According to a 2020 survey of patients and doctors conducted by a group of scientists coordinated by Teodora Lalova doctoral researcher at KU Leuven’s faculty of pharmaceutical sciences, cancer patients should be able to take part in clinical trials abroad.
However, the study also pointed out patients should not have to travel to access experimental treatments.
The researchers concluded patients rarely participate in clinical trials abroad and that policymakers should explore better ways to facilitate cross-border access to clinical trials.
“We must do everything to make the lives of those who fight cancer, of scientists who want to do cross-border research, more easy,” said Liese.
MEPs are also calling for more research into new treatments and medicines and into cancer prevention.
Member states are expected to launch dedicated research programmes to develop early diagnosis and screening methods for all types of cancer.
MEPs say patients should get reimbursed for cancer treatments received in other EU countries. "Those who want or need to go to another country for therapy, must be able to do so without additional hurdles", said Liese.
The EU’s plan to beat cancer was first announced by the European Commission in February, when health commissioner Stella Kyriakides put forward a €4 billion proposal to fund technology development, create new research networks, improve access to innovative therapies and promote disease prevention.
Since then, the Commission has launched a new Knowledge Centre on Cancer to help coordinate scientific and technical projects.
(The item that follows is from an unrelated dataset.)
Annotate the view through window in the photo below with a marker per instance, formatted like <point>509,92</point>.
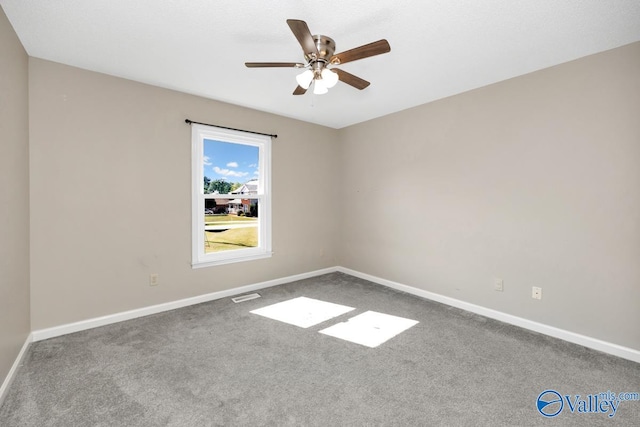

By 2025, the Commission is due to launch an European Health Data Space that would give patients the ability to share their health data across EU member states.
The bulk of the research needed for the EU’s ambitious cancer plan will be funded from Horizon Europe, the €95.5 billion programme for research and innovation. The EU has ringfenced €2 billion for a cancer moonshot mission that aims to speed up the development of more effective cancer treatments.
The beating cancer plan will also receive funding from EU4Health, the EU’s new health programme, and from Digital Europe.